Solomon’s going to keep experimenting and we are going to go along for the ride in the next couple of days. But my prayer is that we all will take inventory. Have we tried to fill a void in our lives with anything other than God himself? 

Lord, reveal any similarities we have to Solomon’s quest. May your people be filled with Jesus only.

June 7

I Kings 11; Ecclesiastes 1-2

The wisest, richest, most productive, and most popular king that ever lived hated life. But before we talk about how Solomon was feeling, let’s look at some of the choices he had made.

I Kings 11 tells us Solomon had a weakness. He loved women. He married 700 of them and had sex with 300 more. And instead of insisting that these women worship Solomon’s God, he allowed them to continue to worship their idols. 

I can almost hear a Moabite wife, whispering to Solomon in a private moment saying: If you really loved me you’d join me as I pray to Chemosh.

And gradually Solomon began to take part in the worship of these false Gods. Verse six says Solomon did evil in God’s sight.

So Solomon did what mankind has been doing since the Garden. He tried to replace God. Ecclesiastes says he went on a mission to find happiness and spared no expense. 

The king started with what he already had… wisdom. And he tried to learn everything he could about everything he could think of.
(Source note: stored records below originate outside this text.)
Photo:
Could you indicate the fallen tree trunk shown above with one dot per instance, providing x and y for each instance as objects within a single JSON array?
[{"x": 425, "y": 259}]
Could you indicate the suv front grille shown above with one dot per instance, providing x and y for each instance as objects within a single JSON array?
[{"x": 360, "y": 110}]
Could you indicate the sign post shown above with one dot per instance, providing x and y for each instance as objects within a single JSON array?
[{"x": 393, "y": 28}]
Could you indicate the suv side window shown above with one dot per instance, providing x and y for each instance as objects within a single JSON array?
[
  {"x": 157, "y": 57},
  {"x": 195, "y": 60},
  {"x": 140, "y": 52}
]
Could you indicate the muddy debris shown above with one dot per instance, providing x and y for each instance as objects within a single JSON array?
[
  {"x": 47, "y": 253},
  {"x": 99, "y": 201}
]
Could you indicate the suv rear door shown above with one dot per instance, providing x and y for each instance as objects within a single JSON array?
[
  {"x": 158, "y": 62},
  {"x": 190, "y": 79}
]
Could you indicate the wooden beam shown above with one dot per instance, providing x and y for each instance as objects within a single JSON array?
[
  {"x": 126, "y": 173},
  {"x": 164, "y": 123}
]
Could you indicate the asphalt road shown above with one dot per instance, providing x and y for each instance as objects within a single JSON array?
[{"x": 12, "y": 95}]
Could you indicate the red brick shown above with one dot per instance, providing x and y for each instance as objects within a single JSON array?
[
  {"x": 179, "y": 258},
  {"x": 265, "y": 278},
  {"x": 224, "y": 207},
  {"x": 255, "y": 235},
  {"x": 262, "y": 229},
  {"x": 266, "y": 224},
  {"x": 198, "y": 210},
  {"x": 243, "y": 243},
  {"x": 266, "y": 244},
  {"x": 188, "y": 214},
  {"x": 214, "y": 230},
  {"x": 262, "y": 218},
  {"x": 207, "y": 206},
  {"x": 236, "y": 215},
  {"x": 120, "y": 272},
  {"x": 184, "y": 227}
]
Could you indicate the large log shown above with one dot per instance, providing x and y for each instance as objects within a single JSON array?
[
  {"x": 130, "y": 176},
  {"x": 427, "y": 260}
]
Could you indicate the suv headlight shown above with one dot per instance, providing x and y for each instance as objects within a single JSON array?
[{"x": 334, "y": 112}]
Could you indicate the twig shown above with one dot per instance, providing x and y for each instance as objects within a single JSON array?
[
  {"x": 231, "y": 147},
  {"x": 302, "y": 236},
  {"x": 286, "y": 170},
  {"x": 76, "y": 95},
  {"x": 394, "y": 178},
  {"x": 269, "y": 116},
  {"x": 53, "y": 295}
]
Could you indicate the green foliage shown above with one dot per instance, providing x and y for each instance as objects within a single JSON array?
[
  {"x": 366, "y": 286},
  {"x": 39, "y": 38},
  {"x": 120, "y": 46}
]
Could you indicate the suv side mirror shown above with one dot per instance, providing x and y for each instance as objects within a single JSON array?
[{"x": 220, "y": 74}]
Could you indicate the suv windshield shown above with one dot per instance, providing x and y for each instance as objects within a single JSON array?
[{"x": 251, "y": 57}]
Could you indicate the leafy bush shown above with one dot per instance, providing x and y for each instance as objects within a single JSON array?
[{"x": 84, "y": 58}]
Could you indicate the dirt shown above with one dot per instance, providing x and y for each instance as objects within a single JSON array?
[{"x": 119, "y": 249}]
He hired the best science teachers, philosophers, historians. He studied hard. But in the end he had to admit that intellect, all the knowledge in the world is like chasing after the wind.

So he went on to something else. Fun. Solomon had the means to throw the best parties. And he did. He hired the best entertainment. He served the best food. He invited the rich and famous. He owned more gold, silver, livestock, land than anyone. He built gardens and parks and reservoirs. He denied himself nothing. If material gain and living to please yourself could bring happiness, Solomon would have been the happiest man ever.

But he wasn’t happy. He found out that “things” can’t satisfy  no matter how lavish. What does he say about his experiment with pleasures?

This too is meaningless, a chasing after the wind.

We’re not done looking at Solomon’s quest for happiness and fulfillment. But I think God would ask us all to check our own pursuits. What is it I am working toward? What is it I am using to replace God in my life? Is it education or science? Is it living for the weekend, having things, being caught up in material possessions? If we are honest we will agree with Solomon. None of that is eternal. None of that can last. 

If we are pursuing education or pleasure as means of fulfillment we might as well try to case the wind.

Dear God, as we look at the book of Ecclesiastes I pray that we will do so with open hearts and minds. Some who read this may hate life like Solomon did. May each of us be ready to take inventory, to recognize those things we think are so important in our lives, and to measure them according to your standards. I pray you will use Solomon’s words to help us know where true happiness lies.